# Download sequence data from the NCBI Sequence Read Archive (SRA)

## Overview

DNA sequence data are typically deposited into the NCBI Sequence Read Archive, and can be accessed through the SRA website, or via command line tools called SRA Toolkit. Individual sequence entries are assigned an Accession ID, which can be used to find and download a particular file. For example, if you go to the [SRA database](https://www.ncbi.nlm.nih.gov/sra) in a browser window, and search for `SRX15695630`, you should see an entry for _C. elegans_. Here we are going to use one tool from the SRA Toolkit called Fasterq-dump to download a few fastq files, and then do the same thing with a wrapper package called [ipyrad-analysis toolkit](https://ipyrad.readthedocs.io/en/latest/API-analysis/index.html).
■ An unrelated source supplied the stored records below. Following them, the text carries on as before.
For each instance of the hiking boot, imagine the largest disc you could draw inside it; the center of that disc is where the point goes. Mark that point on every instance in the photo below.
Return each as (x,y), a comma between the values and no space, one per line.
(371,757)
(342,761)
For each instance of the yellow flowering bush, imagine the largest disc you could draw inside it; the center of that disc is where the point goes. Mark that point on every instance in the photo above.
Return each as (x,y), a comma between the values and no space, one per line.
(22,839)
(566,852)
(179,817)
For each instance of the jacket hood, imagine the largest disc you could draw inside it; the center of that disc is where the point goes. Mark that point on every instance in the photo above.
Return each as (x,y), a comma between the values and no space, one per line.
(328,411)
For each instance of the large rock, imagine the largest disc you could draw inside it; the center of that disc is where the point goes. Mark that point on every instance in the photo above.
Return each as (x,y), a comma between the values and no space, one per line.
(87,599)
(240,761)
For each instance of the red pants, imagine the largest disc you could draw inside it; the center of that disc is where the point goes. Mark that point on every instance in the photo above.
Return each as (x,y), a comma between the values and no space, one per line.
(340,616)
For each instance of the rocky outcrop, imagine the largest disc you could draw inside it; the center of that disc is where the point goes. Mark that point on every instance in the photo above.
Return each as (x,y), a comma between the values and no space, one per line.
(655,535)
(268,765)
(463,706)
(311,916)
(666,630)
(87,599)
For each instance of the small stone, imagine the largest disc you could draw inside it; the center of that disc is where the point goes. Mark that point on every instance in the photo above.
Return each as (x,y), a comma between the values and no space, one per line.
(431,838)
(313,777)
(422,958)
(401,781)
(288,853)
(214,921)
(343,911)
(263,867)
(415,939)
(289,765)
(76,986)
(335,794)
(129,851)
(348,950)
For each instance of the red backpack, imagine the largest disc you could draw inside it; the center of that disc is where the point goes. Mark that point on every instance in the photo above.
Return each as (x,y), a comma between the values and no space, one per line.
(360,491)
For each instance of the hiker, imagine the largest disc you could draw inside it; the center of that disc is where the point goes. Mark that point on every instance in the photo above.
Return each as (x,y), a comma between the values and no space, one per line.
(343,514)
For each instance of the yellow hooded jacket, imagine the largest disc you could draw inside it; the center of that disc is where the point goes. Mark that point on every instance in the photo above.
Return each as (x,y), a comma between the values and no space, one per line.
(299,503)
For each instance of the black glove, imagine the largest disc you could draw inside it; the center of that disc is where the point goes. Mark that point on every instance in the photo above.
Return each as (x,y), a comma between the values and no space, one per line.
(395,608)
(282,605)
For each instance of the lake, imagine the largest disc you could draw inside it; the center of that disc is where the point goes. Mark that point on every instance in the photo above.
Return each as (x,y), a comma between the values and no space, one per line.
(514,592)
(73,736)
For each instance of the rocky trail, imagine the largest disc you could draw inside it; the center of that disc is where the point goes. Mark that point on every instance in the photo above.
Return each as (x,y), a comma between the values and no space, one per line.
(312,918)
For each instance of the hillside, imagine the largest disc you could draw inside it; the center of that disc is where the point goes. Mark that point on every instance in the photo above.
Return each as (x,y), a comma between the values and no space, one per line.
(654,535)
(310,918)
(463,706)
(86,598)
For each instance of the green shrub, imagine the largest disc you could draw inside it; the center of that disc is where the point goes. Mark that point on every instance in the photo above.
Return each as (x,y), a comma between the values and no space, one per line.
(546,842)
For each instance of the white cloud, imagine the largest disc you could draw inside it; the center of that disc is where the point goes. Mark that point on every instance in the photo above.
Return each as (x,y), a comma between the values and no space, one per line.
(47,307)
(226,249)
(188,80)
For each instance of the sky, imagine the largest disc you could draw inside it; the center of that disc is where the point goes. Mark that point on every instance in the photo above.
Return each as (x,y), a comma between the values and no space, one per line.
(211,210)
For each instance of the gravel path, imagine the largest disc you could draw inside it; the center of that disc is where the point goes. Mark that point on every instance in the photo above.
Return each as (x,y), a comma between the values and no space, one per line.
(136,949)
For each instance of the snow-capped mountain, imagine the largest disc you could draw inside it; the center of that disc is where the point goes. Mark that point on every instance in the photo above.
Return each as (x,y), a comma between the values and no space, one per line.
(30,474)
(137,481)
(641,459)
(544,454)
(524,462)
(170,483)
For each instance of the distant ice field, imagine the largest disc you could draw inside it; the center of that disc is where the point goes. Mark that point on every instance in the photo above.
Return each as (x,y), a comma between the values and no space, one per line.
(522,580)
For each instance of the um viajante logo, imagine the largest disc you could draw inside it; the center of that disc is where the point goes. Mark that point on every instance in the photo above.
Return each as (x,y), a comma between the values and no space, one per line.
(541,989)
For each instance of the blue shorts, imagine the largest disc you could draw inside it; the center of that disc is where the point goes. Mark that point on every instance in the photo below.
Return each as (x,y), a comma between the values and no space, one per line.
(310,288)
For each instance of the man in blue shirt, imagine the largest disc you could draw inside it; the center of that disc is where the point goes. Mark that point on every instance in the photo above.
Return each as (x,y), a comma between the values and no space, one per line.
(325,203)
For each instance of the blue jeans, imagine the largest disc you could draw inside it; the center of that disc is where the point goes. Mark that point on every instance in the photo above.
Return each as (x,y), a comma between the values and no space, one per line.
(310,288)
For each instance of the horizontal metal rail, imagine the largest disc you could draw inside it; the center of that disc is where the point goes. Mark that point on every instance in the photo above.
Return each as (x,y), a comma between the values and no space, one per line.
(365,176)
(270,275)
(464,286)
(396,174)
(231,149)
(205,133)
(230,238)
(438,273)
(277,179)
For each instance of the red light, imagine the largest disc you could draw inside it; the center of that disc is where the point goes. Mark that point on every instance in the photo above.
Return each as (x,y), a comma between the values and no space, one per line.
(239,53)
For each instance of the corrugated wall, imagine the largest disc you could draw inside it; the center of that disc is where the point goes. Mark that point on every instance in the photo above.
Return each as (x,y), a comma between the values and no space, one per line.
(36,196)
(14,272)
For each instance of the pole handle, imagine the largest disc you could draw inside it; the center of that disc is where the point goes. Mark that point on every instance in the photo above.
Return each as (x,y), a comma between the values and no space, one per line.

### 1) Download SRA data using SRA Toolkit

First, install dependencies, including mamba (you could also use conda)

In [None]:
!curl -L -O https://github.com/conda-forge/miniforge/releases/latest/download/Mambaforge-$(uname)-$(uname -m).sh
!bash Mambaforge-$(uname)-$(uname -m).sh -b -p $HOME/mambaforge

In [None]:
!~/mambaforge/bin/mamba install -c bioconda -c conda-forge sra-tools==2.11.0 ipyrad -y

Test that your install works and that fasterq-dump is available in your path

In [None]:
!fasterq-dump -h

Set up your directory structure for the raw fastq data

In [1]:
cd ~/SageMaker/

/home/ec2-user/SageMaker


In [None]:
!mkdir -p data
!mkdir -p data/raw_fastq-fasterq-dump
!mkdir -p data/raw_fastq-ipyrad

In [2]:
cd data/raw_fastq-fasterq-dump

/home/ec2-user/SageMaker/data/raw_fastq-fasterq-dump


Now we need a list of accession IDs to download. You can find these from papers or from searching SRA directly. Here we are going to use sequence data from Cushman et al., <em><a href='https://www.ncbi.nlm.nih.gov/pmc/articles/PMC8191103/'>Increased whiB7 expression and antibiotic resistance in Mycobacterium chelonae carrying two prophages</a><em>. The next cell will generate a text file with three accession numbers. The fastq files are pretty big, so make sure you have at least 100 GB of EBS storage on this instance.

In [None]:
!for i in {22..23}; do echo "SRR133491$i"; done > list_of_accesionIDS.txt
!cat list_of_accesionIDS.txt

SRA Tools doesn't run in batch mode, so one way to run a command on multiple samples is by using a simple for loop. Once you run the following cell, it will take about 15 min to finish downloading the three samples. 

In [None]:
!for x in `cat list_of_accesionIDS.txt`; do fasterq-dump $x; done

### 2) Download SRA data using ipyrad-analysis toolkit

In [7]:
import ipyrad.analysis as ipa

From an sratools object you can fetch just the info, or you can download the files as well. Here we call `.run()` to download the data into a designated workdir. There are arguments for how to name the files according to name fields in the fetch_runinfo table. The accessions argument here is a list of the SRR numbers. You could also write to a list from a text file. Here we will download three fastq files of SARS-CoV-2, it will run pretty quickly.

In [4]:
cd /home/ec2-user/SageMaker/data/raw_fastq-ipyrad

/home/ec2-user/SageMaker/data/raw_fastq-ipyrad


In [5]:
list_of_srrs = ['SRR14086881','SRR14086882','SRR14086883']

In [None]:
# new sra object
sra2 = ipa.sratools(accessions=list_of_srrs, workdir=".")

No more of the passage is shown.